Foval, who has blogged for HuffPost in the past, did not immediately respond to a request for comment.

Project Veritas
An image from James O'Keefe's new video, featuring the talkative operative Scott Foval.

The full, unedited film would presumably show whether Creamer’s hunch is correct. O’Keefe has released the full footage for some past projects. But in other cases, he has only released clips that later proved to be misleading and heavily edited. This, of course, has been of little solace to those targets who faced recriminations and even firings before the entire story was known.

In one case, Ron Schiller was forced out of an executive position at NPR after he was heard on tape calling tea party activists racist ― even though he was actually quoting a Republican saying that. In another case, a former ACORN employee was able to successfully sue after he was portrayed as having been a willful participant in an underage prostitution scheme. He had actually played along and then alerted the authorities.

I had my own brush with O’Keefe five years ago, when he surreptitiously videotaped my journalism professor saying I liked to get my sources liquored up so they’d tell me their secrets. I didn’t lose my job over this. Instead, I proudly pleaded guilty.

As for Creamer and Foval, both have stepped away from their work in the aftermath of the latest O’Keefe sting. Creamer, who asked that the DNC remove him from managing their “bracketing” program, said this was not an admission of guilt, but rather a simple acknowledgement that he had become a story against his will.

“I didn’t want to be a distraction to this campaign,” he said. “It is simply too important to elect Hillary and defeat Trump.”

UPDATE: 7 p.m. ― Foval provided the following statement to HuffPost in an email Friday evening:

This scheme to cast legitimate organizing activities as a sinister plot is nothing but a ruse. When O’Keefe’s team of grifters attempted to find illegal activities going on, they were disappointed to discover, in fact, that I and my associates were only involved in above-board, legal, legitimate organizing work to counter Trump’s campaign of division, misogyny, hatred, and xenophobia.
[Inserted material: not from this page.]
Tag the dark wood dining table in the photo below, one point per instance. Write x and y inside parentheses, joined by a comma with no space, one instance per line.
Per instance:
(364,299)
Despite our attempts to redirect the conversation and actions towards positive, results-oriented, legal and ethical political organizing, O’Keefe’s crew of imposters continued to walk down a path of deception and manipulation. Our team took the high road, deciding to not indulge the imposters in their dubious scheme, rather attempting to put our energies and intentions towards positive activities that garner electorally relevant results. All who view these recordings should remember that they were speculative conversations where we attempted to correct a misguided idea put forth by O’Keefe and his cronies, and we did not take the bait.

 Alexander Eichler contributed reporting.